Réponse apportée en séance publique le 12/04/2023

M. le président. La parole est à Mme la Première ministre.

Mme Élisabeth Borne, Première ministre. Madame la présidente Éliane Assassi, depuis plusieurs semaines, certains, à l'Assemblée nationale, au Sénat ou dans des interviews, dénoncent ce qu'ils appellent « une dérive autoritaire ». C'est une accusation tout aussi grave que mensongère.

Notre État de droit et notre République reposent sur des libertés fondamentales.

Ces libertés, nous les défendons et nous les défendrons. Les associations de défense des libertés publiques et des droits de l'homme mènent également ce combat, et je crois que personne ici ne peut contester sérieusement qu'elles ont, dans notre pays, la capacité de prendre position et de s'exprimer librement, pleinement et sans restriction. C'est indispensable, et nous veillerons à ce que cela demeure.

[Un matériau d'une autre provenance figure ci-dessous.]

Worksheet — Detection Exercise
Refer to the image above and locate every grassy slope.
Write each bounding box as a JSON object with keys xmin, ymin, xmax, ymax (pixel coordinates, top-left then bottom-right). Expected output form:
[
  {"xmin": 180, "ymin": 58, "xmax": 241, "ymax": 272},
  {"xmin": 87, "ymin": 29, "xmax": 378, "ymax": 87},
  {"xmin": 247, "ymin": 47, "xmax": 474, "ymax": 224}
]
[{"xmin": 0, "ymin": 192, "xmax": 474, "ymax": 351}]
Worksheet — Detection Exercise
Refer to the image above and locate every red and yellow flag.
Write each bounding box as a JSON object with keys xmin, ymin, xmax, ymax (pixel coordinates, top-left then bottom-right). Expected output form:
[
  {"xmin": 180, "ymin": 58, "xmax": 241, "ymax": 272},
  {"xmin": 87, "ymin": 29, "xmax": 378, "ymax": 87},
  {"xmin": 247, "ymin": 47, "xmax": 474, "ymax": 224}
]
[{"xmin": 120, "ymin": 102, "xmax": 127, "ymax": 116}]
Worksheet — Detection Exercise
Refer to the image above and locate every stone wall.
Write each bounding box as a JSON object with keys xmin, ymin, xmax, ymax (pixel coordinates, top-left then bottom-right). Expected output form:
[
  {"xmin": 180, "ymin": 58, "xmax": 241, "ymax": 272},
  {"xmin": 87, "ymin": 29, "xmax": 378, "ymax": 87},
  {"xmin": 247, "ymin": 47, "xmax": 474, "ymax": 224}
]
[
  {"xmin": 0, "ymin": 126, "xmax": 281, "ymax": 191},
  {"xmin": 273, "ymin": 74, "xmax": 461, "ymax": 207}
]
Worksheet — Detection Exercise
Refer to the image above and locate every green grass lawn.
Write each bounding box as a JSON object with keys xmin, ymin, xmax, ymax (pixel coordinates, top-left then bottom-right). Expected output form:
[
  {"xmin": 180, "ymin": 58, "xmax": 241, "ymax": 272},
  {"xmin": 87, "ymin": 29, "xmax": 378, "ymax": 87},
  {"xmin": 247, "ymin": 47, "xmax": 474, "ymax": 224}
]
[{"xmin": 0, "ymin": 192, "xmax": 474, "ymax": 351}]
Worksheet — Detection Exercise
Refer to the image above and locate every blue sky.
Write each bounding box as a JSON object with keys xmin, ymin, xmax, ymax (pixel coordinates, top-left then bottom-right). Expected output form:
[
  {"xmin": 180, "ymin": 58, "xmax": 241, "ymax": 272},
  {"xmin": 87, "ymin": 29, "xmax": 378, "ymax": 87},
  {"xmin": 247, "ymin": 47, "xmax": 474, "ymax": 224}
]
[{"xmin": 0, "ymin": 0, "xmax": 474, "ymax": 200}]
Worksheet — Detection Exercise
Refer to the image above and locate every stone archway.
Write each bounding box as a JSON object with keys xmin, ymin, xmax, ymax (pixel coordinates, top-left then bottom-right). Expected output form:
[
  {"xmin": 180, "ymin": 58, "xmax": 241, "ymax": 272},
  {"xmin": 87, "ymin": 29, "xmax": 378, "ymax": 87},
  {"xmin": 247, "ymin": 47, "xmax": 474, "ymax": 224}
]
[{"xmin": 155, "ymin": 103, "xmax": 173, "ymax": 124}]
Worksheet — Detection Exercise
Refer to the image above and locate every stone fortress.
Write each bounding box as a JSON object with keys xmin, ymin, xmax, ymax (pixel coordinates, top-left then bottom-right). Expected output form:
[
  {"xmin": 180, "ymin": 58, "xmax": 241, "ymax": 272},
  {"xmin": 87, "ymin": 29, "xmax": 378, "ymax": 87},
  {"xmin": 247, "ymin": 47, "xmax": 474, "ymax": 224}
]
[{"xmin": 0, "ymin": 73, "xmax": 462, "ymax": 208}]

Comme d'autres acteurs associatifs, la Ligue des droits de l'homme joue son rôle en observant, en critiquant et en exigeant des réponses des acteurs publics. Lorsque l'État est mis en cause, nous écoutons et nous le prenons en compte. Je souhaite, comme tous les membres du Gouvernement, que les associations de soutien aux droits de l'homme poursuivent leur action de vigie, d'ailleurs largement financée par l'État et les collectivités.

Il n'est donc pas question de baisser par principe la subvention de telle ou telle association. Mais dialoguer avec ces structures sur leurs actions est aussi une responsabilité, dès lors qu'il s'agit de financement public.

Madame la présidente Assassi, pour en revenir à la Ligue des droits de l'homme, je connais l'histoire de cette grande association.

Pendant longtemps, l'histoire de l'émancipation républicaine et celle de la LDH se sont mêlées. L'universalisme était un terreau commun. Il y a toujours eu des débats exigeants, des confrontations parfois. Sans remonter à l'affaire Dreyfus, je pense à l'engagement de Madeleine Rebérioux ou de Me Henri Leclerc. (M. Éliane Assassi approuve.)

Je crois que, au fond, c'est essentiellement à cette histoire collective que les signataires de l'appel au soutien de la LDH figurant à la une de L'Humanité ce matin disent leur attachement.

J'ai beaucoup de respect pour ce que la LDH a incarné, mais je ne comprends plus certaines de ses prises de position.

M. Marc-Philippe Daubresse. Très bien !

Mme Élisabeth Borne, Première ministre. Cette incompréhension n'est pas nouvelle. Elle s'est fait jour dans les ambiguïtés de cette association face à l'islamisme radical et elle s'est confortée depuis quelques mois. (Applaudissements sur les travées des groupes RDPI, INDEP, RDSE, UC et Les Républicains.)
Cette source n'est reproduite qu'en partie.